High variance of the distribution of p-values (an argument in Taleb 2016)

I’m trying to understand the big picture claim made in Taleb, 2016, The Meta-Distribution of Standard P-Values.

In it, Taleb makes the following argument for the unreliability of the p-value (as I understand it):

An estimation procedure operating on $n$ data points coming from some distribution $X$ outputs a p value. If we draw n more points from this distribution and output another p value, we can average these p-values obtaining in the limit the so-called “true p-value”.

This “true p-value” is shown to have a disturbingly high variance, so that a distribution+procedure with “true p value” $.12$ will 60% of the time report a p-value of <.05.

Question: how can this be reconciled with the traditional argument in favor of the $p$-value. As I understand it, the p-value is supposed to tell you what percentage of the time your procedure will give you the correct interval (or whatever). However, this paper seems to argue that this interpretation is misleading since the p-value will not be the same if you run the procedure again.

Am I missing the point?

A p-value is a random variable.

Under $H_0$ (at least for a continuously-distributed statistic), the p-value should have a uniform distribution

For a consistent test, under $H_1$ the p-value should go to 0 in the limit as sample sizes increase toward infinity. Similarly, as effect sizes increase the distributions of p-values should also tend shift toward 0, but it will always be “spread out”.

The notion of a “true” p-value sounds like nonsense to me. What would it mean, either under $H_0$ or $H_1$? You might for example say that you mean “the mean of the distribution of p-values at some given effect size and sample size“, but then in what sense do you have convergence where the spread should shrink? It’s not like you can increase sample size while you hold it constant.

Here’s an example with one sample t-tests and a small effect size under $H_1$. The p-values are nearly uniform when the sample size is small, and the distribution slowly concentrates toward 0 as sample size increases.

This is exactly how p-values are supposed to behave – for a false null, as the sample size increases, the p-values should become more concentrated at low values, but there’s nothing to suggest that the distribution of the values it takes when you make a type II error – when the p-value is above whatever your significance level is – should somehow end up “close” to that significance level.

What, then, would a p-value be an estimate of?
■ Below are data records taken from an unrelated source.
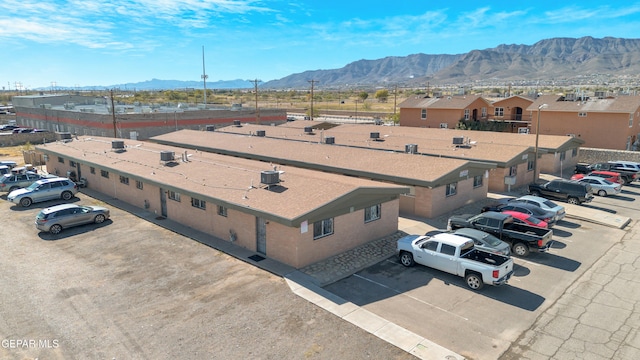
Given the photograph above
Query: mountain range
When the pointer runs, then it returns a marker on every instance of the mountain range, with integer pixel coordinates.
(546, 60)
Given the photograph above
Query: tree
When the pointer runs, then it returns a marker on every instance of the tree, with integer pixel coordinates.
(382, 95)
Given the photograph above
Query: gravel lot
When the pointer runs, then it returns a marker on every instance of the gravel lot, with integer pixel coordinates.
(128, 289)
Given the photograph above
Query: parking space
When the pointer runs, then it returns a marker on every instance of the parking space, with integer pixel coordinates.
(482, 325)
(130, 289)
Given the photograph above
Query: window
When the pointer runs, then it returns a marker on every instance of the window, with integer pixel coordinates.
(200, 204)
(322, 228)
(451, 189)
(431, 245)
(222, 211)
(448, 249)
(174, 195)
(477, 181)
(372, 213)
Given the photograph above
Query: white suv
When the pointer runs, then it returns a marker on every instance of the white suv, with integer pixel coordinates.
(43, 190)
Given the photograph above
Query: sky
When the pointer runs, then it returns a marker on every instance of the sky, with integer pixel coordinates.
(56, 43)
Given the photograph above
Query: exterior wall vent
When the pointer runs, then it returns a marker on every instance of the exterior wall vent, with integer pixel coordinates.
(167, 156)
(270, 177)
(117, 145)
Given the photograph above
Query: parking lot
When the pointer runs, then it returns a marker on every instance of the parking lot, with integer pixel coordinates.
(130, 289)
(483, 325)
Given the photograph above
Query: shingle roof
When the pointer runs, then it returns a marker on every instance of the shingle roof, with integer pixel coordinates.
(230, 181)
(426, 171)
(619, 104)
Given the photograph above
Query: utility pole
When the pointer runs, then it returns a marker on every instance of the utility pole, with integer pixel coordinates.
(113, 115)
(204, 79)
(255, 88)
(312, 83)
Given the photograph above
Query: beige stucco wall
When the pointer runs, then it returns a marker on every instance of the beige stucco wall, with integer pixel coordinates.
(597, 129)
(283, 243)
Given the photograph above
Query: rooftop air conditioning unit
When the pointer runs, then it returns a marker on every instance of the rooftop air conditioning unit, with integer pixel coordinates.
(167, 156)
(270, 177)
(117, 145)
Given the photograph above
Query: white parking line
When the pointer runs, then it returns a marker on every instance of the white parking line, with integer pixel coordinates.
(411, 297)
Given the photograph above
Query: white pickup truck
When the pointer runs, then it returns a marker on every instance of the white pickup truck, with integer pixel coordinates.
(456, 255)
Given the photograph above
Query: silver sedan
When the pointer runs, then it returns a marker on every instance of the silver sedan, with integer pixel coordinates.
(56, 218)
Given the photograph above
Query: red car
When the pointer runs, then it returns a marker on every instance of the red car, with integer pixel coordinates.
(527, 219)
(614, 177)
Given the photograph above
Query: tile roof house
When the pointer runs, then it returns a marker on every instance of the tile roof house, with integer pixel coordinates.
(291, 214)
(601, 122)
(442, 112)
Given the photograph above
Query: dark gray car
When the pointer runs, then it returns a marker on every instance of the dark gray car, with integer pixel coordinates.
(481, 239)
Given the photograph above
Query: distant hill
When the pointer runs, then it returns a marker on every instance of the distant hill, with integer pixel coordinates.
(557, 58)
(550, 59)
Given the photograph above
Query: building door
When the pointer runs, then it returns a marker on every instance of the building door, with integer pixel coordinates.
(261, 236)
(163, 202)
(518, 114)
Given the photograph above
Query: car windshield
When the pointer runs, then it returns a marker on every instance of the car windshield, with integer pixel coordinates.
(491, 240)
(33, 186)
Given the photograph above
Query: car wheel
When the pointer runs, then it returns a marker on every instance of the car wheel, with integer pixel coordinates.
(474, 281)
(520, 249)
(67, 195)
(25, 202)
(55, 229)
(406, 259)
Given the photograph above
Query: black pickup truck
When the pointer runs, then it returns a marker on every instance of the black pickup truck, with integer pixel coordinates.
(626, 176)
(522, 238)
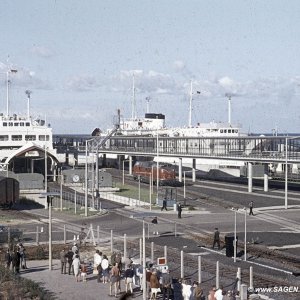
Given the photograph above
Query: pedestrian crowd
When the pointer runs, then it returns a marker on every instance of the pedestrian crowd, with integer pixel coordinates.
(16, 259)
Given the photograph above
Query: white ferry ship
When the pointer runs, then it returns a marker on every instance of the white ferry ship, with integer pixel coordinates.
(26, 144)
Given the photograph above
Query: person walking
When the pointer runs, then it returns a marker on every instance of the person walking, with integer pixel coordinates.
(97, 264)
(69, 256)
(179, 210)
(251, 208)
(164, 207)
(22, 256)
(129, 273)
(197, 291)
(216, 238)
(155, 222)
(76, 267)
(154, 285)
(186, 289)
(166, 282)
(104, 266)
(114, 279)
(7, 259)
(63, 261)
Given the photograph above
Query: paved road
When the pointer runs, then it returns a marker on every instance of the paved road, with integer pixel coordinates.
(271, 226)
(65, 287)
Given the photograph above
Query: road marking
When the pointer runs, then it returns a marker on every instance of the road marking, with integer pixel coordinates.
(198, 253)
(284, 247)
(243, 192)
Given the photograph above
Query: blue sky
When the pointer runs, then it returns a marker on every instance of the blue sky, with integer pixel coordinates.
(78, 57)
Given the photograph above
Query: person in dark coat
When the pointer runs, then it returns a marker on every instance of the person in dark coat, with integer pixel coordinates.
(166, 282)
(179, 210)
(164, 207)
(177, 290)
(155, 222)
(251, 208)
(16, 260)
(69, 256)
(63, 261)
(7, 259)
(216, 238)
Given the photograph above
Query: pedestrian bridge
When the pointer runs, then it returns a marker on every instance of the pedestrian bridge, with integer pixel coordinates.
(264, 149)
(285, 149)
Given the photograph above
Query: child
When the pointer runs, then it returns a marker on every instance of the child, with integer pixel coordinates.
(83, 268)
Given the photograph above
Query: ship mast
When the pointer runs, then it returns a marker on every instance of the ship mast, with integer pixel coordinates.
(148, 101)
(229, 108)
(28, 93)
(7, 89)
(7, 86)
(133, 104)
(190, 106)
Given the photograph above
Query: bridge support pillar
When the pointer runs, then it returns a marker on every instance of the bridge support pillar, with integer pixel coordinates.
(130, 164)
(266, 182)
(180, 169)
(194, 170)
(250, 177)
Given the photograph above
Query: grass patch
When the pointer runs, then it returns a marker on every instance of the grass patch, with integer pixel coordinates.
(15, 287)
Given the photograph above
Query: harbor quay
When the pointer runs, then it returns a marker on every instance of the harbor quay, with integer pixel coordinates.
(270, 229)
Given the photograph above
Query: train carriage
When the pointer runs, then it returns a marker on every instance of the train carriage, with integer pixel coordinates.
(147, 171)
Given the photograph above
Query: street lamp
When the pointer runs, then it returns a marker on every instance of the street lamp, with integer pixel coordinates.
(286, 171)
(157, 167)
(245, 242)
(124, 171)
(86, 178)
(235, 237)
(234, 241)
(49, 197)
(184, 186)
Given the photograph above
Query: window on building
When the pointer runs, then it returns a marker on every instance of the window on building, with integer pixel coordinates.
(16, 137)
(3, 137)
(30, 137)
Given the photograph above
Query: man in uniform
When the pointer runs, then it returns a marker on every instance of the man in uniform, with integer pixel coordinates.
(216, 238)
(251, 208)
(179, 210)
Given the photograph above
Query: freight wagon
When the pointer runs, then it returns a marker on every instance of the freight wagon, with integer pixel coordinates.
(9, 192)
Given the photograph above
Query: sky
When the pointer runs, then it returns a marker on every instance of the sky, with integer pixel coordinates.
(78, 59)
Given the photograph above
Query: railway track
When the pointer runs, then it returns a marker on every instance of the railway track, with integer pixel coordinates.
(227, 272)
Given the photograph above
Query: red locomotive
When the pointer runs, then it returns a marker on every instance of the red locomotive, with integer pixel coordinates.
(148, 169)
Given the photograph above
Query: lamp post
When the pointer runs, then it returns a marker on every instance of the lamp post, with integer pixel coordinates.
(49, 200)
(123, 177)
(286, 171)
(86, 178)
(234, 240)
(157, 167)
(139, 190)
(245, 242)
(46, 171)
(184, 185)
(49, 197)
(234, 245)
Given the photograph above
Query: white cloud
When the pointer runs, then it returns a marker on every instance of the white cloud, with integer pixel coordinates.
(42, 51)
(81, 83)
(24, 77)
(145, 82)
(179, 65)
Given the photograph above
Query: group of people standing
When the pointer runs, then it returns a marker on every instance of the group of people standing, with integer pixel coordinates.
(71, 259)
(16, 259)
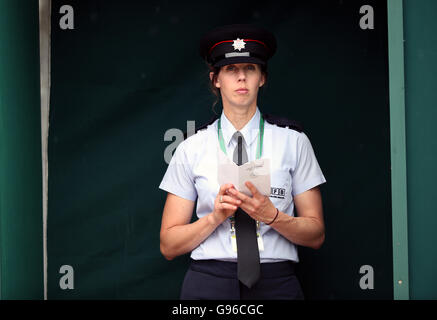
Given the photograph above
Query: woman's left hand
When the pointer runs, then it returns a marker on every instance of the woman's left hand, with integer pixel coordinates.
(259, 207)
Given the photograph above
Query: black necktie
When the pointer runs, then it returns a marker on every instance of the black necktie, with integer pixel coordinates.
(245, 228)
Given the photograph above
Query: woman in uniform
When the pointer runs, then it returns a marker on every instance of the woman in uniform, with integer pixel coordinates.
(243, 244)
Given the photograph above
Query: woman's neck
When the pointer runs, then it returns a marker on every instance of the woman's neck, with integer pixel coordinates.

It’s not like it’s converging to something (other than to 0). It’s not at all clear why one would expect a p-value to have low variance anywhere but as it approaches 0, even when the power is quite good (e.g. for $\alpha=0.05$, power in the n=1000 case there is close to 57%, but it’s still perfectly possible to get a p-value way up near 1)

It’s often helpful to consider what’s happening both with the distribution of whatever test statistic you use under the alternative and what applying the cdf under the null as a transformation to that will do to the distribution (that will give the distribution of the p-value under the specific alternative). When you think in these terms it’s often not hard to see why the behavior is as it is.

The issue as I see it is not so much that there’s any inherent problem with p-values or hypothesis testing at all, it’s more a case of whether the hypothesis test is a good tool for your particular problem or whether something else would be more appropriate in any particular case — that’s not a situation for broad-brush polemics but one of careful consideration of the kind of questions that hypothesis tests address and the particular needs of your circumstance. Unfortunately careful consideration of these issues are rarely made — all too often one sees a question of the form “what test do I use for these data?” without any consideration of what the question of interest might be, let alone whether some hypothesis test is a good way to address it.

One difficulty is that hypothesis tests are both widely misunderstood and widely misused; people very often think they tell us things that they don’t. The p-value is possibly the single most misunderstood thing about hypothesis tests.